Monday, September 30, 2013

The Strength of God

            Winesburg, Ohio highlights the role of religion and God throughout the novel. The most prominent example of the role of religion is in the chapter the ‘Strength of God’. This story details the role of religion and how truth are both affected and necessarily intertwined with one another. The nature of Anderson’s criticism relies on the idea of God as a monolithic entity and whether that notion of an absolute truth. Anderson uses Reverend Curtis Hartman to highlight how an individual would be affected by the omnipresence of God. Anderson also uses irony and contrast to show the effects of a Godly truth on individuals and how they can ultimately be negatively affected by society even though they retain a religious base.

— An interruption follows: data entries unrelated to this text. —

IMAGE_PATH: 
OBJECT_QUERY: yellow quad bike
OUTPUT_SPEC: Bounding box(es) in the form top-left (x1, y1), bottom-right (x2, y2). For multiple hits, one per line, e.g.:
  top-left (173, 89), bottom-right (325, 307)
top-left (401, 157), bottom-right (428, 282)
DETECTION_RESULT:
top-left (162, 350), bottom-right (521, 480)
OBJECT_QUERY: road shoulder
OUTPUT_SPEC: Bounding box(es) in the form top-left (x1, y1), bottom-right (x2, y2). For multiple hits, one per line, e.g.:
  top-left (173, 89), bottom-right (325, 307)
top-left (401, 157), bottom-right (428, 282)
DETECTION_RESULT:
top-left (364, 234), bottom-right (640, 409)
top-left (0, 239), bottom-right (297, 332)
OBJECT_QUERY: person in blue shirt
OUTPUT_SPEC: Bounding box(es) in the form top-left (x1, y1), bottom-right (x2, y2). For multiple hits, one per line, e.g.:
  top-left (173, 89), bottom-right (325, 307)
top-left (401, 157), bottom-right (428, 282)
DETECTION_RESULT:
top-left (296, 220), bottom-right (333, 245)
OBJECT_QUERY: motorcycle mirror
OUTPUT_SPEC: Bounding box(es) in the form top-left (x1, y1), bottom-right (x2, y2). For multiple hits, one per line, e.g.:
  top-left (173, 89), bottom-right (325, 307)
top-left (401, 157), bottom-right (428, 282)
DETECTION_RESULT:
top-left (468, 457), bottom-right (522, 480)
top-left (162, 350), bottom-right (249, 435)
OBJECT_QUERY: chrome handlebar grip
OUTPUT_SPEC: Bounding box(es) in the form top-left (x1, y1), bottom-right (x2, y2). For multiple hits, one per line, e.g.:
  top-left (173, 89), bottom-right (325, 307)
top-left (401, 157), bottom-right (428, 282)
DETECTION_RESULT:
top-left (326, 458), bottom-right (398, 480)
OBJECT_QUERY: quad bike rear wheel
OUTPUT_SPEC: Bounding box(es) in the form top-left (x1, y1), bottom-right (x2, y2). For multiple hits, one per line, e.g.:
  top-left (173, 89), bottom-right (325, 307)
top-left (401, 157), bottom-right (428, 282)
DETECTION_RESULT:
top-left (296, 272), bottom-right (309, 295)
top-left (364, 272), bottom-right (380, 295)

This is explicitly shown by Reverend Hartman’s internal struggle with Kate Swift.
            Anderson creates a binary and interesting dichotomy between the religious and non-religious nature of human culture. In the begging of the chapter, when describing the ultra-religious Reverend Hartman, Anderson describes him as “He was forty years old, and by his nature very silent and reticent. To preach, standing in the pulpit before the people, was always a hardship for him and from Wednesday morning until Saturday evening he thought of nothing but the two sermons that must be preached on Sunday” (Anderson, 110). Anderson creates this binary as a mutually exclusive system in which  here must necessarily be a trade-off between religion and non-religion. First Anderson claims “In reality he was much in earnest and sometimes suffered prolonged periods of remorse because he could not go crying the word of God in the highways and byways of the town” (Anderson, 113) This depiction of Reverend Hartman as entirely religious creates a stark contrast to the description given later in the novel. The description that is eventually given contradicts the idea created in the beginning. This shift is to a corrupted view of religion and a focus on unholy activities such as peeping on Kate swift. The negative affects are shown when Reverend Hartman eventually smashes a window but surprisingly remains somewhat resolved, Anderson writes, “ Reverend Curtis Hartman turned and ran out of the office. At the door he stopped, and after looking up and down the deserted street, turned again to George Willard. “I am delivered. Have no fear.” He held up a bleeding fist for the young man to see. “I smashed the glass of the window,” he cried. “Now it will have to be wholly replaced. The strength of God was in me and I broke it with my fist” (Anderson, 115). The resolve that Hartman has shows how the idea of God as a monolithic truth has finally been broken down and Hartman has embraced the idea of other possibilities surrounding religion. Specifically, his smashing of the glass shows that he has metaphorically smashed the idol on his inside. This idol held God on a pedestal and created an internal hierarchy where God and religion were absolute truths. This plays into the notion of grotesqueness and maintaining truth that is unflinching. In this sense, Reverend Hartman is one of the few characters to break the mold and embrace a new ideology and idea of truth.